I dial, and stand in the darkening alley listening to the young woman in the painting read a sweet, blunt poem about a love affair. Then I cross the street to Bookshop West Portal, a welcoming indie with some nice original choices (Zeroville!) on the front tables.
Then Joan asks us about our experiences visiting reading groups, and we have so much to say that an hour of radio starts to look short. As Meg says, it’s hard to pin down why writers write, but the consensus is that connecting with readers is much of what’s in it for us, as it is for that woman in the painting in the alley. She’s found a new method -- it’s the age of new methods -- but the impulse never changes, and a visit with a reading group that’s discussing your book is the industrial-strength version of that connection. These are the readers you hoped for, sitting in a living room and debating the same things you debated with yourself when you were writing, but with insights, biases, and bodies of knowledge you didn’t have access to.

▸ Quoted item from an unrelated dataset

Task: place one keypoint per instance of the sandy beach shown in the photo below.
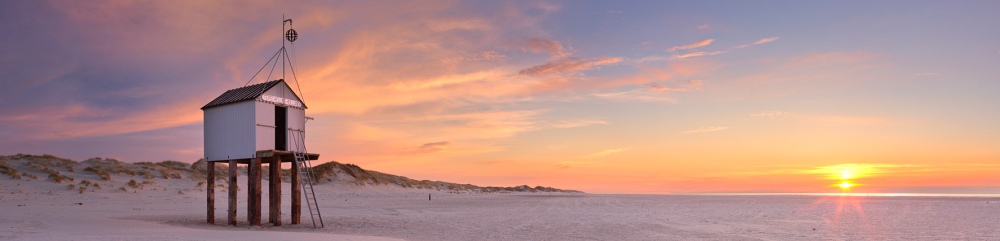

We get into details -- Mary, with her Civil War novels, has encountered the rare all-male book club; most groups we’ve met would rather find their own way into books than use publishers’ guides and questions; and this reporter goes on a bit about the excellence of reading group snacks -- but we keep circling back to how much our book club house calls and speakerphone visits have deepened our own understanding of what we do.
“You mean you don’t know?” someone asked, not unreasonably. But some things people do in books, as in life, have ambiguous causes, and the writer wants to leave them open, to have his or her own theories alongside the readers’. A lot of the good theories, honed by practice, come up in those living rooms. Writers write books but they don’t entirely finish them -- readers do, sometimes in groups. How cool to be part of their month.